Applied SOA: Part 7–System Consistency
This is part of a series of blog post about Applied SOA. The past blog entries are:
- SOA Basics
- Service Discovery Process
- Service Taxonomy
- Service Composition
In this article, I’ll cover system consistency. In every distributed solution, a major concern should be consistency. How to you ensure that different moving parts in your solution create a consistent state?
Many patterns and solutions exist to address that problem. We’ll look at a few and see how it impacts other attributes of a SOA solution.
Distributed ACID Transaction
First solution that pops to mind is ACID transactions. ACID transaction is a very elegant and very mature technology allowing distributed parts of a system to remain consistent. I won’t go into details here and just assume you know the basics of ACID transactions.

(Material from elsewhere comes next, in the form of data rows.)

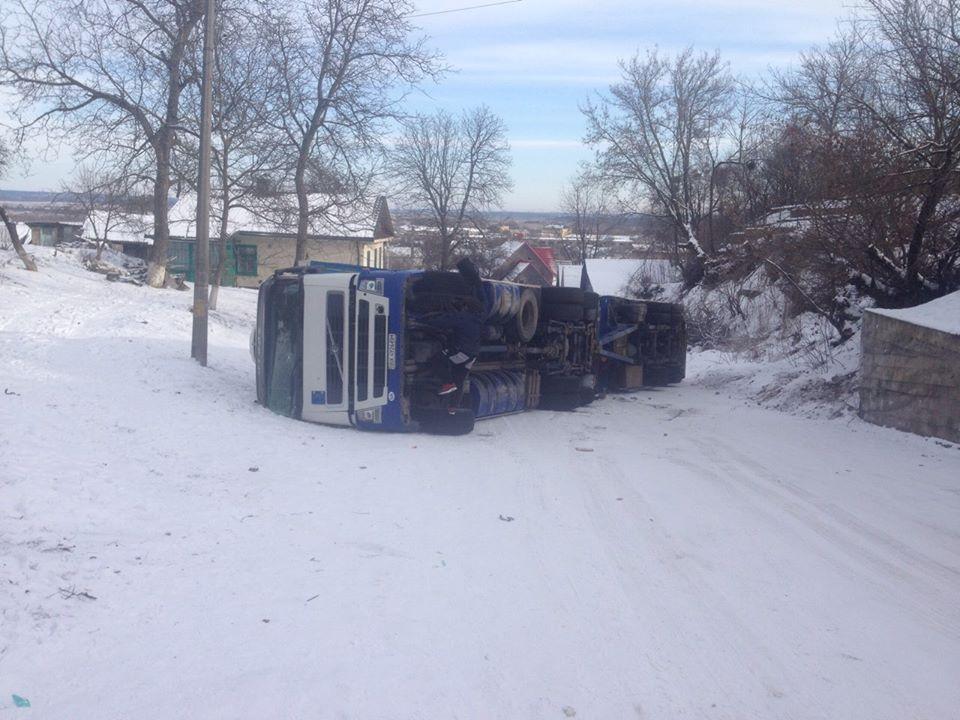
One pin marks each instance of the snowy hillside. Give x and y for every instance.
(170, 549)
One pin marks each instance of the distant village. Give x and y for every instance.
(532, 248)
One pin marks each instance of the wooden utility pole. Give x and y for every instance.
(198, 348)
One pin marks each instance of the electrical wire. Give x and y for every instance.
(471, 7)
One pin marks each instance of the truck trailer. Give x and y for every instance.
(360, 348)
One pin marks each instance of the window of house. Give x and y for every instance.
(247, 260)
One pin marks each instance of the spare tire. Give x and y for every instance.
(528, 315)
(440, 421)
(550, 295)
(564, 312)
(631, 314)
(591, 306)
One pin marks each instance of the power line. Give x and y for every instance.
(471, 7)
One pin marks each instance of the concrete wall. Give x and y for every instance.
(910, 377)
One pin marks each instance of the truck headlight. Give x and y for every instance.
(372, 415)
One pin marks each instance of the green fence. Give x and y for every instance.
(241, 260)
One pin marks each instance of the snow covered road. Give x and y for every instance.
(170, 549)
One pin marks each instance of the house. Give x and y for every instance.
(262, 237)
(127, 233)
(53, 232)
(52, 218)
(529, 265)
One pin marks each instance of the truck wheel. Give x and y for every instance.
(528, 315)
(567, 296)
(564, 312)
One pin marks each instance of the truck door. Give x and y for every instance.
(326, 381)
(370, 350)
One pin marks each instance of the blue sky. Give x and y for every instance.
(535, 61)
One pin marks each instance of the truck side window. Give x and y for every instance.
(336, 302)
(379, 353)
(363, 349)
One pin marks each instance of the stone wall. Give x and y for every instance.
(910, 377)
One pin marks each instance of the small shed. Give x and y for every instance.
(910, 368)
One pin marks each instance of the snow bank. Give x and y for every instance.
(942, 314)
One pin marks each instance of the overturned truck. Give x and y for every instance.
(360, 348)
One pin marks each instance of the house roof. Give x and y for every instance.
(942, 314)
(547, 257)
(538, 259)
(334, 217)
(116, 227)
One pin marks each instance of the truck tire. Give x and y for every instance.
(568, 296)
(528, 315)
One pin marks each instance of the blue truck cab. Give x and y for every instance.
(361, 347)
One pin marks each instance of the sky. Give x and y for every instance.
(535, 62)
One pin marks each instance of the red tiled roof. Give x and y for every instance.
(546, 255)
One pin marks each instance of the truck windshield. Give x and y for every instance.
(283, 338)
(363, 350)
(336, 312)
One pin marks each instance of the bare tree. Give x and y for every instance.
(658, 134)
(342, 67)
(584, 199)
(246, 149)
(453, 168)
(107, 74)
(879, 108)
(8, 224)
(105, 191)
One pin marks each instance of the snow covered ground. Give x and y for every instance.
(170, 549)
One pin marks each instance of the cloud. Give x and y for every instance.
(545, 144)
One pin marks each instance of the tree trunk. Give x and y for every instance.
(303, 211)
(915, 248)
(157, 266)
(221, 252)
(27, 261)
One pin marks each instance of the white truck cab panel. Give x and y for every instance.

ACID transactions can actually solve the consistency problem in a SOA solution as well. We would need to use distributed transactions (through WS-Atomic protocol for instance) where transaction would span through the calling tree of a service. This way, everything in the calling tree would be part of the same transaction and would either commit or rollback as a whole. It would conflict with solution attributes of SOA though.
The main attribute it would conflict with is service autonomy / isolation. A distributed transaction implies that a calling service holds lock in a composed service for a certain duration. This means the composed service can’t guarantee to other callers it can process their requests. That control has been partially externalized by the transaction. It breaks the trust boundaries between services: a service now needs to trust services invoking those services will hold locks on its resources. Locks also limit scalability of services.
ACID transactions are excellent at ensuring data consistency but they come at a high cost. This cost is deemed unacceptable in Cloud Computing because of scalability. The same goes for services invoked across trust boundaries (e.g. B2B services).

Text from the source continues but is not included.